7. King of All Cosmos
Game:: Katamari Damacy seriesWe’re just going to put it out there: The King of All Cosmos is the post-millennial, sexually liberated interpretation of God. Think about it. His berating and fickle temperament is rooted squarely in the New Testament—He sends his one and only son (The Prince) to Earth and makes him push a giant boulder around. And his kingdom’s borders are only limited to THE ENTIRE COSMOS. If that doesn’t sound familiar to you, then you shouldn’t have been sleeping during Sunday school. Heathen.
6. Sephiroth
Game:: Final Fantasy VII 1997Sorry, the statute of limitations on spoiler alerts has expired for FFVII: Sephiroth becomes a god at the end of the game, and it’s up to Cloud to put the white-haired bastard in his place.
What’s with the undying fan obsession, though? Sure, he’s an icon of the Playstation era, but he’s actually pretty boring. He just mopes around the backdrop of multiple games, makes emo appearances here and there, kills a few people, and never makes his intent clear.

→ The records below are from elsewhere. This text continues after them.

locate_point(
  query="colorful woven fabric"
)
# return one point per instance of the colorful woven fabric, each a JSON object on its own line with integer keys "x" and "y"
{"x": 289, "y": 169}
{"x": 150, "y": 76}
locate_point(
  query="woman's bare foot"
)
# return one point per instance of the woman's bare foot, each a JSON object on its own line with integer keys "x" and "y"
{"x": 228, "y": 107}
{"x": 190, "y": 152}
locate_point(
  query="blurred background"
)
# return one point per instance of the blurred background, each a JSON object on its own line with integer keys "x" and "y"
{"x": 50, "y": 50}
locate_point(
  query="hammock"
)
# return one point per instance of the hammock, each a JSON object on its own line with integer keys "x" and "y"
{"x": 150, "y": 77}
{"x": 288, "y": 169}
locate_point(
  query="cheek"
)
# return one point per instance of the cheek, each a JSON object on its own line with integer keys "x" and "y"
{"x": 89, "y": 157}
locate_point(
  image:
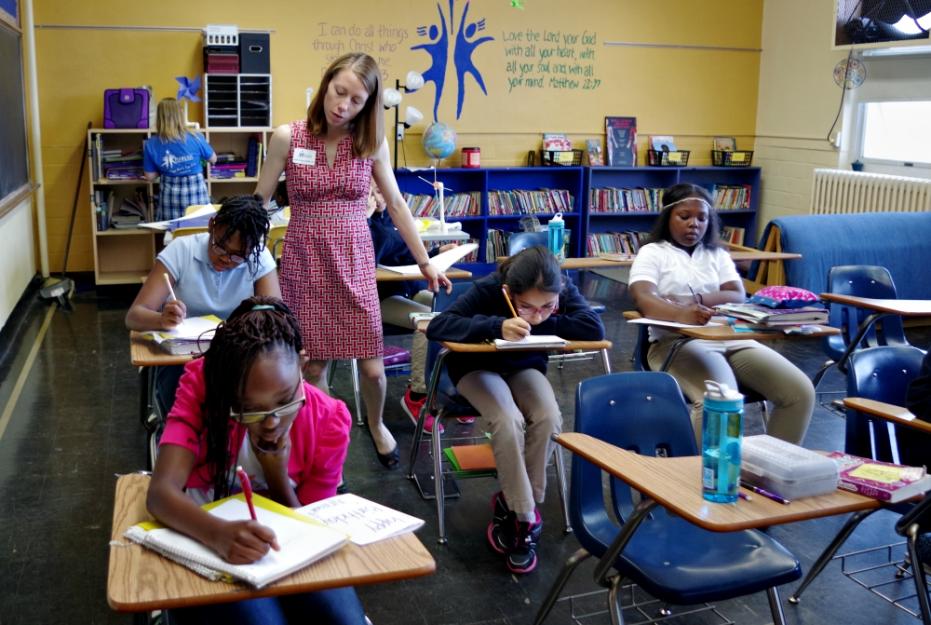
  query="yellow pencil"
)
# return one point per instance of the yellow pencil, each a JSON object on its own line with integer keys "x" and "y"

But he does have white hair. So that makes him weaaboo Jesus.
5. Amaterasu
Game:: Okami (2006)And now, a haiku:
Ammy the white wolf
Goddess of the Sun and Light
Graffiti Master
*bows*
4. Shiva
Game:: Final Fantasy X (2001)Admittedly, we always summoned Shiva because she’s easy on the eyes. She’s no Bahamut in terms of raw power, but she can at least make ice from, like, nothing. And we’ve always wondered what her hair smells like (not in a creepy way!), although we’d probably be disappointed. She’s got those earthy vegan dreds in FFX, so we're guessing she smells like seitan and batik.
3. Kratos
Game:: God of War seriesKratos represents the innate human desire to destroy our own gods: hubris is a patricidal genome in our psychological DNA. Speaking of DNA, this realization occurred to us during our sixth playthrough of the Aphrodite sex mini-game. #fap
2. Jesus
Game:: Left Behind: Eternal Forces (2006)Why are we ranking Jesus second? Because He should have come on down and held a holy press conference denouncing this game when it launched. After all, violence was an option in this weird-ass RTS. Not very Christ-like, Christians! Of course, he also should have stepped in and denounced some of the religious and racial stereotypes that were portrayed, none of which vibe with His holy steez...at least according to The Bible. That's still what you're using, right? Not Glenn Beck?
1. You, the Server Admin
Game:: Counter-Strike (2000)Is there any other choice for the top spot? CS is one of the few games where you can perform god-like miracles directly upon other human players, such as slapping them around the map for haxxing and/or saying things that you don’t like. And, just as God did to Lucifer, you can server-ban them. As server admin, you are a god for as long as you’re hosting—or at least until your mom tells you to do the goddamn dishes.